The problems with the well-traveled road, according to Erias, are blind spots, speeding, hard-to-cross intersections and congestion from parents dropping off and picking up school children. The study, done by consultants at GHD, considered each intersection, collisions, pedestrians, bike riders and expected growth in the area.
Todd Tregenza from GHD presented the study and a detailed power point on the two alternatives.
The first alternative would pare down the four-lane boulevard to two lanes, which is called a “road diet” fix. This option would also widen bike lanes, and crosswalk lengths would be reduced. Alternative 1 would include a number of restricted intersections where motorist could only turn one way. It would also incorporate 11 roundabouts and the bike lanes would also accommodate neighborhood electric vehicles like golf carts.
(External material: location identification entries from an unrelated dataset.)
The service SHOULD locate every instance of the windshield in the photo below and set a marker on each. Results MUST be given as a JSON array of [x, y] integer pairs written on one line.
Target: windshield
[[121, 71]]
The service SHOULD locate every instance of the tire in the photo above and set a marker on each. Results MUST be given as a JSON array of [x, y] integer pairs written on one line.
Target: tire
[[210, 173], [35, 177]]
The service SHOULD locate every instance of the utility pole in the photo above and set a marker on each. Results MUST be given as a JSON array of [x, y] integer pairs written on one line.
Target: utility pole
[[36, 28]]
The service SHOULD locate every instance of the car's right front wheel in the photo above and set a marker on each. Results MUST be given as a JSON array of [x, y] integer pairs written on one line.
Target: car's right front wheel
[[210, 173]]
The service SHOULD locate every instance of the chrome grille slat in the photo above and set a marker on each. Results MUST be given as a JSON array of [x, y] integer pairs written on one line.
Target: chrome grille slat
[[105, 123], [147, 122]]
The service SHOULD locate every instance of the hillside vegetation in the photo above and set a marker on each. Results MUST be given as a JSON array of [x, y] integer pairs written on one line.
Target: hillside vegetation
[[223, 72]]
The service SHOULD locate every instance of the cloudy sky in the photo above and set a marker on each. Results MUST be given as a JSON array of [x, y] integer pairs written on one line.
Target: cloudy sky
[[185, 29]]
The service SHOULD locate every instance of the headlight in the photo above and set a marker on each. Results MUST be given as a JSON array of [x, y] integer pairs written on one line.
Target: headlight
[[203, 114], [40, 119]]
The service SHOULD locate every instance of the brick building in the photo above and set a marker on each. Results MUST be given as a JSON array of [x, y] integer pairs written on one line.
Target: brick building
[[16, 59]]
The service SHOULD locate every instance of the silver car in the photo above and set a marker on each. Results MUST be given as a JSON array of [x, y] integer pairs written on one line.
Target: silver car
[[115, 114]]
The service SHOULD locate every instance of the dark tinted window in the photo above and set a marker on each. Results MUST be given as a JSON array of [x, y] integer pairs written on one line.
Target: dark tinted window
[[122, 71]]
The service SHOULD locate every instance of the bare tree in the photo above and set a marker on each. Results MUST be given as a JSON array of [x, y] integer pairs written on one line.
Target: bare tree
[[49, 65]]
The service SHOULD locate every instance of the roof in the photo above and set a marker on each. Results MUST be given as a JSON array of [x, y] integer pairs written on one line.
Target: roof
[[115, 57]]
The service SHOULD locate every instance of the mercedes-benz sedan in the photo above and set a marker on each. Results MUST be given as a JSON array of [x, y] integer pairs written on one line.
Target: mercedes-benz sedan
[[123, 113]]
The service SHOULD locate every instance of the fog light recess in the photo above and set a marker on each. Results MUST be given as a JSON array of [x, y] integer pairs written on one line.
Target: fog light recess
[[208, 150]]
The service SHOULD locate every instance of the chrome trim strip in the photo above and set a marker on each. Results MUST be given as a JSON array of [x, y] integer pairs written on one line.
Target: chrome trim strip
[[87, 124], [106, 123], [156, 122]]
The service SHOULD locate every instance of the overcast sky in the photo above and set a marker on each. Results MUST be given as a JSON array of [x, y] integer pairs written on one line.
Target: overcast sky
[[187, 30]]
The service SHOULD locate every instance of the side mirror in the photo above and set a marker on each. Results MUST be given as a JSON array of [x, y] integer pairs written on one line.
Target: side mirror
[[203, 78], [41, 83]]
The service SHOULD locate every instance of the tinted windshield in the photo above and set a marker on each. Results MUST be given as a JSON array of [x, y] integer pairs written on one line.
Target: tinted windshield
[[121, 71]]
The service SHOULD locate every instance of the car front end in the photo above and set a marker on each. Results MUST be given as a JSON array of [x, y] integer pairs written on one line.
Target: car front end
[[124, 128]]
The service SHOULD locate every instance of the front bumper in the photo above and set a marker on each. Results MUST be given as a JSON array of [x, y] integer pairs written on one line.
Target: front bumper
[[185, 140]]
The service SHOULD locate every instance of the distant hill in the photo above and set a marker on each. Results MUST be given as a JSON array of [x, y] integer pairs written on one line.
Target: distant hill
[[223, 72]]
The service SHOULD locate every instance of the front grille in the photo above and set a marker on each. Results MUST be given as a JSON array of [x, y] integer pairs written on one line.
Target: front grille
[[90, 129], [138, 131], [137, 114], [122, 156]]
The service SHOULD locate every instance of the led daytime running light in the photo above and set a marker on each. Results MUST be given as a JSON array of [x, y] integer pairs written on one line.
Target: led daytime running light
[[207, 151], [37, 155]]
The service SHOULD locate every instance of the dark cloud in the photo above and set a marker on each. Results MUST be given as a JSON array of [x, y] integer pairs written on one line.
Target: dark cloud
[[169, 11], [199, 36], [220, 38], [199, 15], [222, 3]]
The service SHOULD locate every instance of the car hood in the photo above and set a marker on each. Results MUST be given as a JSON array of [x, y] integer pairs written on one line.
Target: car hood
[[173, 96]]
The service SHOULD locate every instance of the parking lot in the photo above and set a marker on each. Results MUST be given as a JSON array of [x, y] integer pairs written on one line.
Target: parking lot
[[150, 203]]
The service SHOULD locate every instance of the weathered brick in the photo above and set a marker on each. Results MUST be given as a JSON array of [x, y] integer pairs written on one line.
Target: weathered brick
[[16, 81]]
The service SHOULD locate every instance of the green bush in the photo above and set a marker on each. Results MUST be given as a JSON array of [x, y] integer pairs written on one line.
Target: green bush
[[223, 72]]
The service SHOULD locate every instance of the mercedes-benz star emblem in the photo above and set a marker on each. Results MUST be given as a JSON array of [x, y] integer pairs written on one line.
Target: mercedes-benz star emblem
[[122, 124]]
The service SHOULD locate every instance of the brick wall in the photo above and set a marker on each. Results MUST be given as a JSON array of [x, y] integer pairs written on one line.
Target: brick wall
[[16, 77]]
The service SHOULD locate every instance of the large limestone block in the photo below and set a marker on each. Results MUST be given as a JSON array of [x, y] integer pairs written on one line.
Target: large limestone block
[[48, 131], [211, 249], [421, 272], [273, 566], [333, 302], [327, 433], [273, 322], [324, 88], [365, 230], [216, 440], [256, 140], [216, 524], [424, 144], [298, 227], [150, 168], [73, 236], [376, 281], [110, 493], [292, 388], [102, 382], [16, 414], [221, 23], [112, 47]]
The price tag for Alternative 1 is estimated at $33 million, which would only be feasible with large grants, according to Erias.
Alternative 2 would retain the current four lanes but reduce lane width. It would provide a standard 6-foot bicycle lane and as many as nine signal lights.
Commissioner Kevin Papineau asked if the roundabouts and reduced lanes would make travel time on Carillion longer.
Erias said both would not significantly increase travel time along Carillion. The proposed roundabouts are reported to reduce collisions.
Tom Harper spoke during the public hearing portion of the meeting.
“I’m a 20-year resident, a retired police officer and a retired colonel,” stated Harper. “These are bad ideas – an awful presentation. You did it well, but they’re awful ideas.”
Harper then turned to Erais and said, “Obviously you’re a fan.”
Harper said reducing the speed limit would get most people to slow down.
“Most people will comply, and it wouldn’t cost $33 million,” he said. “Some type of hybrid would be better (hybrid between the two alternatives).
Resident Jerry Sauter also spoke.
“I see this as being the most blatant example of being out of touch with what the public wants,” Sauter said. “We just need more law enforcement.”
Erias said the city would continue to hold workshops and reach out for public input. He doesn’t expect to have a final recommendation for City Council until the end of the year.
The commissioners also heard an informational presentation from Paul Philley from California Environmental Quality Act (CEQA) Department on the department’s jurisdictions and work.